By Samuel James Finch | Staff Writer
For Paul Jones, graduating from Riverside City College in May with conditional acceptance to Cal State San Bernardino is a light at the end of a long, winding tunnel.
Jones, now 51, had a troubled start in Akron, Ohio.
Born into a dysfunctional household, he suffered abuse and neglect, the toll of which drove him to first experiment with alcohol at the age of 11.
After struggling to graduate high school, Jones enlisted in the Navy at the age of 17 to leave Ohio behind, relocating to California.
His two years in the service, however, did not help his budding alcoholism.
“Drinking and going to other countries is a right of passage, so it was an excuse to drink,” Jones said. “It wasn’t frowned upon – it was encouraged.”
When he was discharged in 1982, Jones decided to remain in California, despite not knowing anyone in the area.
“I’ve never wrote home, I’ve never called home,” he said. “I know nothing about my immediate family … I don’t know who’s alive and who’s deceased.”
Homeless in Los Angeles, Jones’ drinking and ongoing battles with severe depression and PTSD worsened.
This cycle eventually led to intravenous drug use. His involvement with methamphetamine soon put him on the radar of law enforcement.
Jones first went to prison in 1990, returning on additional drug charges over the following two decades.
Out on parole, Jones found himself dissatisfied.
“I knew there had to be a better way. Yet I knew I didn’t have any tools to get to a better place.”
In 2000, Jones was handed the first of the tools he needed.
“I was on the bus and I saw Rio Hondo Community College and, for some reason, a power greater than myself got me to push the button and walk up the hill,” he said.

Luis Solis / Photo Editor
Jones enrolled and excelled, earning several certificates and being named Drug Studies student of the year.
This first stroll within the halls of academia filled his nostrils with the scent of something greater.
But once again, life took over and Jones ended up back in prison.
The time away from school gave Jones an opportunity to reflect on his intentions.

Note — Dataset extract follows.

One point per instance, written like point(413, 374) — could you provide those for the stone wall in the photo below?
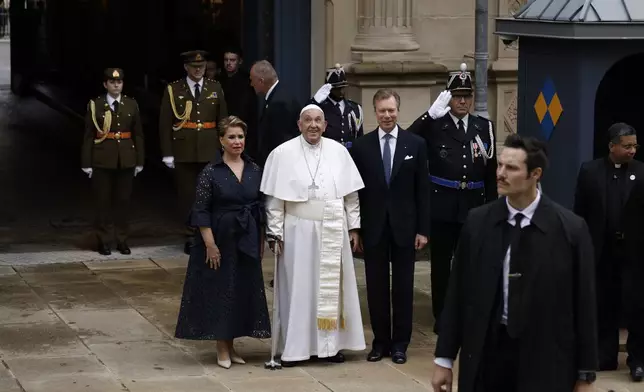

“The whole thing for me when I started college was a way to obtain money semi-legally,” he said. “When you look at it from a sociological standpoint, it was functional because I was going to college, but innovative because I was doing it for the wrong reasons. I excelled, but I wasn’t done with the life I lived.”
The life he lived had become his reality, the subculture of shopping carts and bridges.
“It’s the only thing I know,” Jones said. “I know nothing else. I have kids I don’t know, I’ve got a granddaughter I’ve only seen one time. Now my youngest daughter, who was born with muscular dystrophy, kind of encouraged me along, to get back into school.”
His youngest daughter, Gabriella, has served as a wellspring of motivation.
All the while Jones has slept in cars, staying with friends when possible.
“She didn’t ask to be born with muscular dystrophy and she deserves the best life that she can get,” he continued. “And in order for her to have that, I need to become somebody, to give her something.”
Though his paternal aspirations to better Gabriella’s life began early, Jones’ personal struggles prompted Child Protective Services to intervene.
“A social worker showed me a better way of life.”
Jones then gathered his transcripts and discovered that he was classes away from earning a degree.
Math was perhaps his greatest challenge, until he learned that he could meet his transfer requirements with two manageable statistic courses at RCC.
He enrolled in the summer of 2012.
“Because of the opportunity that Riverside City College afforded, I am able to progress now,” Jones said. “I’ve been out of prison; I have a clean and sober date of October 18, 2011. That’s the longest I’ve ever been sober in my life.”
Alongside his daughter, Jones attributes his sobriety to education, which provided him an outlet for the emotional pain previously muted by drugs and alcohol.
“School is the best therapy in the world, better than doctors and psychiatrists and psychologists and social workers,” he said. “It’s here that I find out about myself.”
With the freedom found in the classroom, Jones challenged himself to move forward, to build a foundation for a new life, spending time with his daughter on the weekends.
“If you want something bad enough, you can get it,” he said. “You can overcome mental health, you can overcome addiction.”
Through his personal interaction with CPS and the subsequent education he received, Jones decided to study social work in hopes of one day helping others who have had to walk the road he has traversed.
“I’ll have the education, I’ll have the life experience, to help other individuals like myself,” he said. “People who come from a certain walk of life or a certain socioeconomic class have to remain in touch with where they came from.”
With light spilling over the horizon in the form of academic advancement and increasing stability, Jones knows all too well that he will never truly leave the darkness over his shoulder.
“I don’t ever want to forget being homeless and bridges and shopping carts.”